Le Borse di Eurolandia si muovono in leggero ribasso nella prima seduta della nuova ottava. Gli investitori non hanno avuto grandi spunti sul fronte macro, e hanno digerito la cautela con cui Christine Lagarde, parlando al Committee on Economic and Monetary Affairs (ECON) del Parlamento europeo, ha avvertito che le prospettive sul medio termine restano soggette a considerevole incertezza.

Il bilancio degli investitori

investitoriPer il listino milanese il bilancio segna un calo dello 0,31% sul FTSE MIB, che interrompe così la serie di tre rialzi consecutivi, che era iniziata mercoledì scorso. Gli investitori hanno fatto vendite anche sul FTSE Italia All-Share.
Bilancio in rosso anche nel resto d’Europa: Francoforte -0,39%, Parigi -0,37%, Londra -0,36%, Amsterdam -0,19%,  Madrid -0,2%.

I numeri di Milano

Alla chiusura della sessione odierna, il controvalore di titoli scambiati dagli investitori è stato pari a 1,71 miliardi di euro, +18,55% rispetto a venerdì. I volumi scambiati sono passati da 0,49 miliardi di azioni della seduta precedente a 0,54 miliardi (dati XTB group).

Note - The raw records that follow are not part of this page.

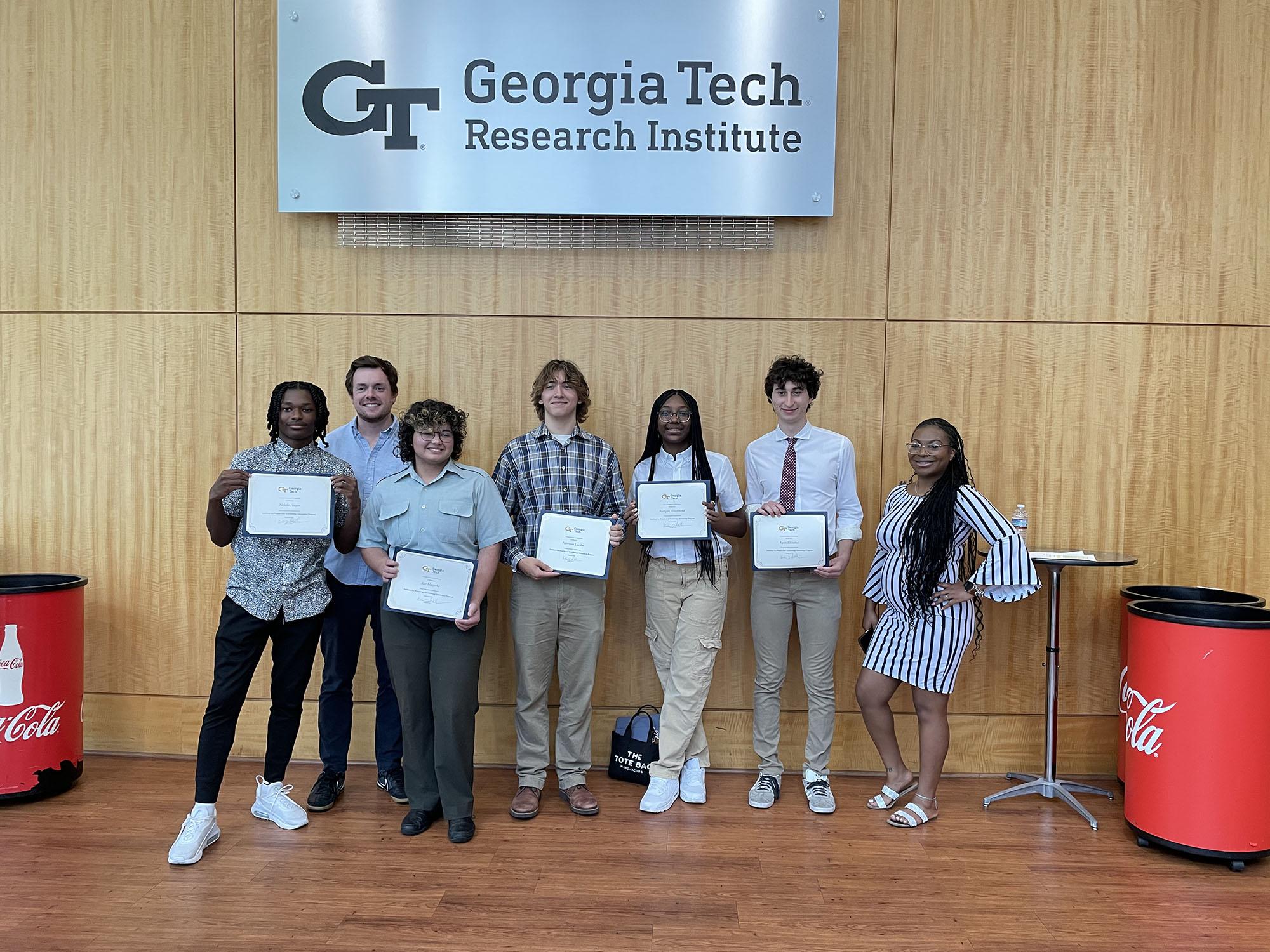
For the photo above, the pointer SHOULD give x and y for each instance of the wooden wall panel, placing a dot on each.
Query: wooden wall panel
(117, 155)
(116, 427)
(486, 366)
(980, 743)
(1086, 162)
(1127, 439)
(820, 268)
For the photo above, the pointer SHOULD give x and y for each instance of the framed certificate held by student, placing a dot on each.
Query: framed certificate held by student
(289, 505)
(575, 545)
(674, 510)
(791, 541)
(432, 586)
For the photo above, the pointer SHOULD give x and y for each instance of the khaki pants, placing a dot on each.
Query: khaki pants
(556, 619)
(684, 625)
(774, 598)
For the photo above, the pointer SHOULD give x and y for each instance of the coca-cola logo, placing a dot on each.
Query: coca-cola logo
(31, 723)
(1140, 731)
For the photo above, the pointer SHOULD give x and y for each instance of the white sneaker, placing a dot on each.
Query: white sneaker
(274, 804)
(693, 783)
(820, 798)
(765, 793)
(661, 795)
(197, 833)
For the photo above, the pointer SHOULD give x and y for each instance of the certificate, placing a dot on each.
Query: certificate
(289, 505)
(791, 541)
(575, 545)
(674, 510)
(438, 587)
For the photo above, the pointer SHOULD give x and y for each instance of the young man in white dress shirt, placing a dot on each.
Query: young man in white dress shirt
(806, 469)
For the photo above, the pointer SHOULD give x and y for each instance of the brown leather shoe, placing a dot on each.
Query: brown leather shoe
(525, 804)
(581, 800)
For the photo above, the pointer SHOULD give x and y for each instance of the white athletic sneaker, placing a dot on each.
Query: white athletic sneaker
(820, 798)
(661, 795)
(197, 833)
(693, 783)
(765, 793)
(274, 804)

Sul listino milanese, il titolo premiato dagli investitori è stato Telecom Italia, che avanza di 2,62% dopo l’annuncio sull’organizzazione di NetCo. Bene anche Hera, +1,41% ed ERG, +1,1%.
Le vendite si sono invece abbattute su Leonardo, che ha terminato le contrattazioni a -3,51%. Male anche Prysmian, -1,91%.
Tra le banche si tinge di rosso il titolo Unicredit, -1,29%, con la notizia che l’istituto guidato da Andrea Orcel è stato rimosso dal Financial Stability Board dall’elenco delle banche di importanza sistemica globale.

Gli altri mercati

Sul mercato valutario l’Euro / Dollaro scambia sui valori della vigilia a 1,093. L’oro si muove saldamente oltre i 2000 dollari l’oncia, grazie anche alla debolezza del dollaro. Intanto gli indicatori di volume trading segnalano un aumento dell’interesse verso il metallo prezioso. Tra le materie prime, il petrolio Brent oscilla intorno agli 80 dollari al barile, aspettando il meeting dell’Opec+ del 30 novembre.
Rendimenti in forte calo sull’obbligazionario, con lo spread Btp-Bund poco mosso a 173 punti base e il decennale italiano al 4,29%.